Earlier this year smartTrade Technologies, a pioneer in multi-asset electronic trading solutions, received an investment from Hg, the largest European investor in software and services. That vote of confidence is helping smartTrade to accelerate its growth as a global leader in multi-asset electronic trading solutions. We talked to David Vincent, CEO of the firm, to see how the business has been performing and in what ways the strength and deep domain experience of smartTrade is enabling it to help its buyside and sellside clients navigate the challenges of the recent market disruption.
This crisis has been a test for every part in the financial system. For those with the necessary infrastructure in place, they were able to withstand the major change in market behaviour and dynamics.
Throughout this period we have been pleased with the robustness of our systems, which allowed our clients to trade through even the most volatile days of the crisis without any issues. The smartTrade solutions performed extremely well during times of stress, ensuring orders were filled and trades completed during critically important moments.
One of the primary reasons for our success was smartTrade’s trading engine, which allows for quick responses to changing market conditions, such as the trading environment during the spring. To put this in context, smartTrade saw overall volumes in March 75 percent above those we saw in February. Some clients saw volumes increase fourfold from their previous level. Through all of this, smartTrade’s solutions remained stable and available.
After a long period of relative calm, the foreign exchange market, along with the broader capital markets, swung into a period of historically high trading volumes.
The firms that fared the best were those who already had the infrastructure for remote, location-agnostic work rather than those dependent on physical, location-specific infrastructure.
These prepared companies modelled extensive market disruptions through stress testing before the crisis. This was vital during days of extreme market swings, such as the so-called Black Thursday of 12 March. Those companies who succeeded – and we are pleased to count ourselves and our clients among these successes – could handle both high volumes and maintain stable platforms during the time of increased pressure.
The crisis has demonstrated the flexibility of our model and how it can provide clients with certainty in times of severe market disruption. Traditional FX execution contracts feature volume-based pricing, where clients pay on a per-trade model.
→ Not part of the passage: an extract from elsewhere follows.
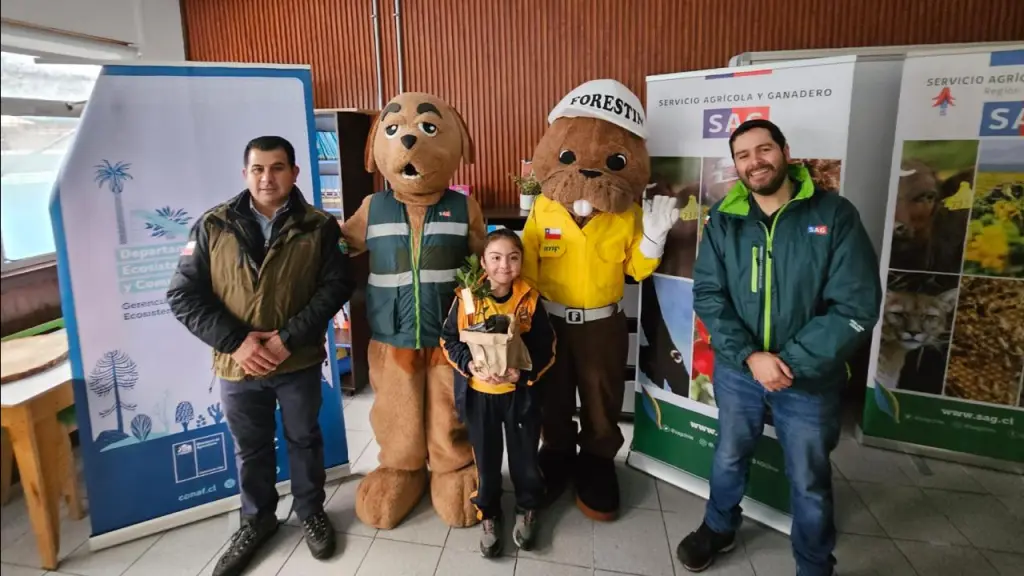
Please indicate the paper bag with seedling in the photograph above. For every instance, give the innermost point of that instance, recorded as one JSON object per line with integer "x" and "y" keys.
{"x": 494, "y": 339}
This means spiralling costs in active markets, like the ones we saw this spring, as traders rush to respond to shifting market conditions. smartTrade uses a flat fee model, which means costs are not dependent on volume. In times of heightened volatility, this can translate into significant savings – and prevent unsustainable spikes in trading costs.
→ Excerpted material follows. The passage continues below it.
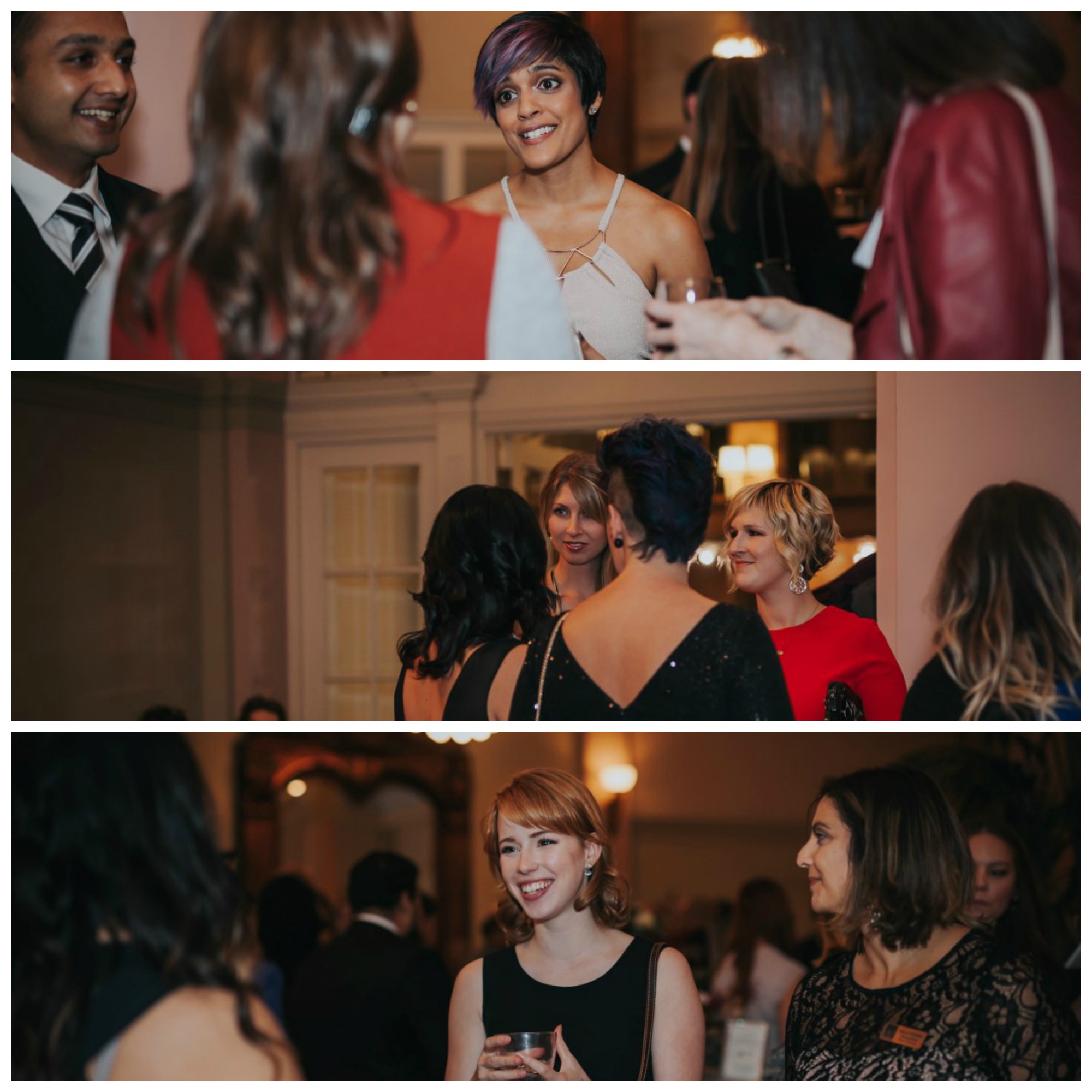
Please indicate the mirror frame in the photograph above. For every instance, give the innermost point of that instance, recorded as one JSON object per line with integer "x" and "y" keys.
{"x": 361, "y": 763}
Absolutely. Every black swan event broadens the definition of what is possible. Traders referred to the disruption around the Global Financial Crisis as a “once in a generation” disruption, but now there’s been an even sharper correction just over a decade later. Volatility and change may be the new reality for markets, and the industry is recognizing that in order to survive they need to prepare for the unexpected.
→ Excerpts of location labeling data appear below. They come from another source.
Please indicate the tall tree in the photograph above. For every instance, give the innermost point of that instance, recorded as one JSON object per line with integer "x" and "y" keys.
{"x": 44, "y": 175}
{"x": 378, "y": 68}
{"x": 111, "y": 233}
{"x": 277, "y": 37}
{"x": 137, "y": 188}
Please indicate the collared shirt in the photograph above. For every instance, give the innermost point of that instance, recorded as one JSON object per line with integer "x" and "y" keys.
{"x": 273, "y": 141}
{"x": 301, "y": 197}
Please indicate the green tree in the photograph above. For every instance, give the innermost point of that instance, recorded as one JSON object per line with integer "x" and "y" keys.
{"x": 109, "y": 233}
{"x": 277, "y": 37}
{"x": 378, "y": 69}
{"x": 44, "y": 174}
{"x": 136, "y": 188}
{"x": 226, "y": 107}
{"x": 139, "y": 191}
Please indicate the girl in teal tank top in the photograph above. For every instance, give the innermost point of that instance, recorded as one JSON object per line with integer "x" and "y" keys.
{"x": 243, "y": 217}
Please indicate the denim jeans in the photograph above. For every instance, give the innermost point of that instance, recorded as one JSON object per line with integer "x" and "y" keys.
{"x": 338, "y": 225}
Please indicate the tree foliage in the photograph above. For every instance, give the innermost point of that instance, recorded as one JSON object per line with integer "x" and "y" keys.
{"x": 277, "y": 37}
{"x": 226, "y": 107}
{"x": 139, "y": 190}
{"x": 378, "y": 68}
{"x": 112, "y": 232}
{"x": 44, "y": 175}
Every one of our customers has a different way of trading, and that’s going to continue. What we provide firms is the ability to create a trading solution that is scalable and flexible according to their needs both today and tomorrow.
As we pass through the intensive phase of the crisis, we expect that markets will enter a “new normal,” with increased volatility and enhanced pressure on fees. We expect that firms who were caught flat-footed during the early stages of the crisis will move rapidly to correct any exposed weak areas in their infrastructure. This may include new partner or vendor relationships to gain instant credibility and experience in a particular area.
The crisis has meant that people have had to remain operational, in significantly more volatile markets, with disruption hitting their ability to execute. Firms are realising that smarter, faster and more flexible technology is now essential to keep them ahead of the competition, with or without a major global crisis.
Firms need tools that automate trades in ways that are highly configurable and flexible and fit inside their existing workflows. The companies that adopt these kinds of solutions are the ones that will succeed.